For these reasons, I dissent from both result and rationale of the majority opinion. I would reverse.

Hunter, J., concurs with Neill, J.

The opinion in Smith v. Skagit County, 75 Wn.2d 715, 453 P.2d 832 (1969), was signed by three members of the court; two justices concurred in the result only; and four dissented from both result and reasoning.

See Note, 5 Gonzaga L. Rev. 324, 329 (1970), where a commentator on the Smith case observes:

Apart from any positive features, the “appearance approach” most assuredly has certain inherent weaknesses. Built upon a foundation of general terminology, and keyed to superficial, external impressions, it is questionable whether the approach has any merit at all as a means of determining or safeguarding the fairness of hearings. Clearly, an over-emphasis and dependence on appearances will very likely result in fostering the very evil the court seeks to destroy. On the other hand, when combined with equal proportions of emphasis on “substance,” the appearance approach could prove a valuable tool and a helpful aid in upholding fairness.

(Smith v. Skagit County, 75 Wn.2d 715, 453 P.2d 832 (1969).)

The only alternative location suggested during these proceedings was a “Tract Q” suggested by the planning department. “Tract Q” consists of tidelands presently under water — it does not exist. There are no plans to fill and develop this area in the foreseeable future. In fact, under a current decision of this court, such filling and development may be prohibited. See Wilbour v. Gallagher, 77 Wn.2d 306, 462 P.2d 232 (1969).

No significance should be attached to this court’s denial of a petition for review of a decision of the Court of Appeals, since the decision whether or not to review a particular case derives from considerations other than our opinion of the merits. See CAROA 50(b) (3).

Even if industrial willingness were the sole affirmative factor, that should not automatically render a legislative rezoning decision arbitrary and capricious. Realities suggest the need for a judicious distinction between those cases in which the new industry would merely add to an existing economic base and those in which the new industry would provide a solid economic base for the community where none existed before. In the latter instance, the prospective addition is seen to contain a much stronger relationship to the general welfare of the community.

It bears recognition that the term “community” is now in a state of flux, with concepts of “regional” planning in debate with those of “local” or “neighborhood” autonomy. It would not be appropriate for this court to inject itself into that debate, which is so clearly legislative and political in nature. In the present case, respondents make no attempt to expand the definition of “community” beyond the bounds of Snohomish County. In that context, the fact is that the Richfield facility would provide a previously nonexistent economic base and prevent the area from becoming a “bedroom community.” In these circumstances, even if Rich-field’s willingness to locate were the only favorable factor, that should not render the attendant zoning changes void per se.

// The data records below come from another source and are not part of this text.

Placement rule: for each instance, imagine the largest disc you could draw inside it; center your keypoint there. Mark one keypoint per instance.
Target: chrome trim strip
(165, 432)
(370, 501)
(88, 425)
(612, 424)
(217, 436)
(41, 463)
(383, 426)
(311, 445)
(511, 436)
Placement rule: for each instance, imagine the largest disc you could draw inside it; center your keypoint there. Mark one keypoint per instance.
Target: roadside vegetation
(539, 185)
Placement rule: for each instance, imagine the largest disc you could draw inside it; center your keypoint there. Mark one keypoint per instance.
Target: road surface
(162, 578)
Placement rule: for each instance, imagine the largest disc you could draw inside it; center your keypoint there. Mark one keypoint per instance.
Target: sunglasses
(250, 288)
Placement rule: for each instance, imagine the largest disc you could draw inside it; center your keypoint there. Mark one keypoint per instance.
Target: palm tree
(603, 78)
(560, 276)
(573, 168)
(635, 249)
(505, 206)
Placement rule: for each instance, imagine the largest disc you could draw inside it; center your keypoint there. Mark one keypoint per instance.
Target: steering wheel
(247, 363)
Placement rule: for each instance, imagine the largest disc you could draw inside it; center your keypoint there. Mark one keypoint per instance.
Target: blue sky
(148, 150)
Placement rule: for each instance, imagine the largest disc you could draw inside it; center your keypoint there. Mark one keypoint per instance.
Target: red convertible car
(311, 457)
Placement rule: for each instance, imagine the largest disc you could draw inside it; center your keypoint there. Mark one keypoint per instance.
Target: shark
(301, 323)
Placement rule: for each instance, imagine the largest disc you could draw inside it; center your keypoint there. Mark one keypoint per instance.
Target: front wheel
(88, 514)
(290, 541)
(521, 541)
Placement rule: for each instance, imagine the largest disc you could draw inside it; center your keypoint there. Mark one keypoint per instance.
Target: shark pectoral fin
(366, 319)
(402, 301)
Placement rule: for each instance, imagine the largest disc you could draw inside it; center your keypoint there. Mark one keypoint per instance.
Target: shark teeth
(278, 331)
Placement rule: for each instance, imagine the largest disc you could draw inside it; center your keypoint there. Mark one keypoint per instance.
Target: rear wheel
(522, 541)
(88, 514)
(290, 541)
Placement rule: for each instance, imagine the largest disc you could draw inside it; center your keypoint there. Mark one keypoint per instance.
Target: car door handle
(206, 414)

A useful discussion of the Myhre and Besselman cases is provided in Comment, Zoning and Concomitant Agreements, 3 Gonzaga L. Rev. 197 (1968).

The full ramifications of the majority decision are yet to be seen. We recently noted that article 11, section 11, Washington State Constitution delegates a legislative power to localities that is equal to legislative power at the state level. Petstel, Inc. v. County, of King, 77 Wn.2d 144, 459 P.2d 937 (1969). Within the police powers granted by that section is the power to zone property. State ex rel. Wenatchee Congregation of Jehovah’s Witnesses v. Wenatchee, 50 Wn.2d 378, 312 P.2d 195 (1957). Although the present case does not technically involve constitutional local legislative power, the majority’s broad language has implications of .intrusion into the legislative hearing and decisional process at local and state levels.